A critic takes a second look at Alejandro G. Iñárritu’s ‘Bardo’ — and is thankful he did so.
Review by John Powers
Alejandro G. Iñárritu’s “Bardo (The Dead)” is a visually spectacular, deeply moving, and thoroughly absorbing work of contemporary cinema—but, as a whole, a film that sometimes feels less than wholly engaging.
Iñárritu’s masterful style is best captured when the camera is in long tracking shots or even panning (most often at speeds that are slower than the speed of sound but still feel like a full 360 turns around some part of the film’s central set). These shots let Iñárritu focus on single individuals or on a particular visual image that then gradually expands across the screen as the camera begins to move beyond that one moment as it continues to pan toward the next set of individuals or scene. He uses these expansive shots to great effect to capture a sense of human loneliness, a sense of unceasing repetition, and a growing sense of being engulfed in the ever-present darkness of death.

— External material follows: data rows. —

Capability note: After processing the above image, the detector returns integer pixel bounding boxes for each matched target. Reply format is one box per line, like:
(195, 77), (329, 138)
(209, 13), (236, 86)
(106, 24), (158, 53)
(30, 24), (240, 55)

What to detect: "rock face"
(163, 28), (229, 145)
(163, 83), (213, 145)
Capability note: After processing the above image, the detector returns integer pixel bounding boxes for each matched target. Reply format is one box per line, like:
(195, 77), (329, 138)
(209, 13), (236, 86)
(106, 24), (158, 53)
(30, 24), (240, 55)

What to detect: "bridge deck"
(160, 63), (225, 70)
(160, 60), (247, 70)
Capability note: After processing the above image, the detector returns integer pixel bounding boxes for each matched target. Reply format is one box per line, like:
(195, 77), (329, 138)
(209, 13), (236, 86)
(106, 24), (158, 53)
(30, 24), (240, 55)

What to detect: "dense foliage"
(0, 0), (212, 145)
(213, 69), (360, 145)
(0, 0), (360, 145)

But despite its visual virtuosity, “Bardo” is less a film than a work of intense, deeply affecting, and often deeply emotional artistry, which it shares with two other significant films in this year’s Oscar race: “The Revenant,” directed by Alejandro González Iñárritu, and “The Lobster,” directed by Paul Thomas Anderson.
The Revenant (2016)
“The Revenant” looks and feels, quite obviously, like a traditional Hollywood film. What makes it different is the fact that it’s an Iñárritu film. The director’s style is distinctly Mexican, and his film also has a narrative structure that is decidedly not linear.